To his constituency--the same one that endorsed the presidential candidacies of Richard Nixon, Gerald Ford and Ronald Reagan--he recommended, in the election year of 1966, this answer to the problem of increased federal spending: "Let's do it by tax increase and not by inflation." In 1967, his position on Vietnam was to "say as plainly as I can that I was wrong two years ago, and I firmly believe President Johnson's advisers are wrong today."
Never a weathervane, he saw the leader's job as to lead, something he did on such thorny political issues as civil rights, welfare and campaign finance reform. And over 22 years in the House, Rep. Morris K. Udall has presented his controversial views not quietly to Manhattan salons or other liberal enclaves but publicly to the voters of his district in his congressional newsletters, which are unique for their detail, their fairness and their thoughtfulness.
Most congressional newsletters are none of the above, filled with self-promoting puffery and photos of the legislator welcoming a celebrity or consitutent to the Capitol. The other almost invariable feature is the continuing saga of how "our congressman" is simultaneously cutting unnecessary federal spending and getting deserved federal aid for "our" district. To read such newsletters is to conclude that most congressmen do not much respect the intelligence of their constituents. To read Udall's over two decades is to appreciate the politics of respect that he has practiced.
Now 60 and visibly slowed in step by Parkinson's disease, Udall is publicly deciding whether to run again for president in 1984. He ran before, in 1976, finshing second to Jimmy Carter while leading a campaign more notable for its high spirits and succession of managers than for its competence or direction. That year, the easygoing Udall went much too easy on his campaign staff and allowed himself, surely the most likable of the candidates, to be seen as the embodiment of the 1976 liberal issues floating around the nation. His personality was lost in his position papers.
As to 1984, Udall frankly acknowledges that his family has made a "pretty potent argument" against the race. And Udall has always lacked that all-consuming conviction that he, and he alone, can save the Western world. In 1976, he used to warm up crowds by telling about walking into a New Hampshire barber shop, putting out his hand to the man in the first chair and saying: "Hi, I'm Mo Udall and I'm running for president." To which the man responded: "Yeh, we were just laughing about it."

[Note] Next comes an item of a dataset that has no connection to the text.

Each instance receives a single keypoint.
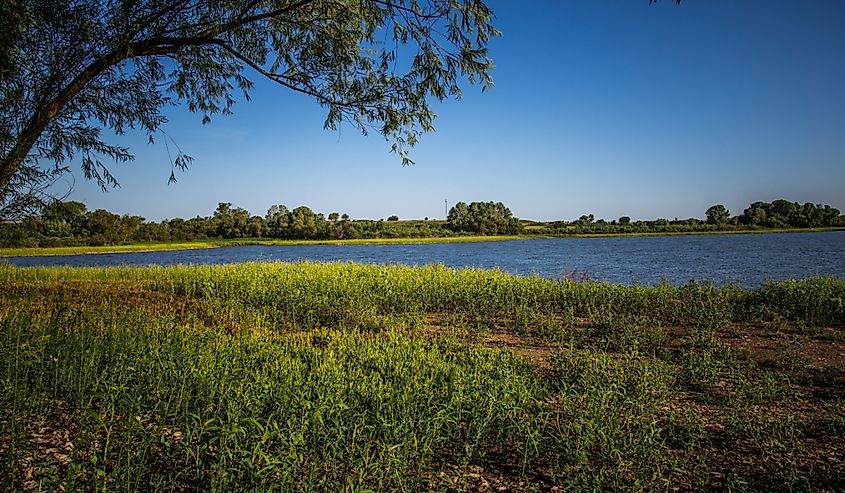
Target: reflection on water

There are problems beyond the candidate's health. There is the suspicion that some House colleagues are encouraging Udall because he represents a plausible and comfortable hiding place for the time being. The Udall ideas have not been as fresh in the '80s as they were in the '60s and '70s. Like any candidate, Udall must present the compelling rationale for his candidacy.
But whatever he decides about 1984, Udall's newsletters from 1961 on should be required reading for anyone who wants to be president--or county commissioner. He is that most rare of liberals, one who likes both mankind and people.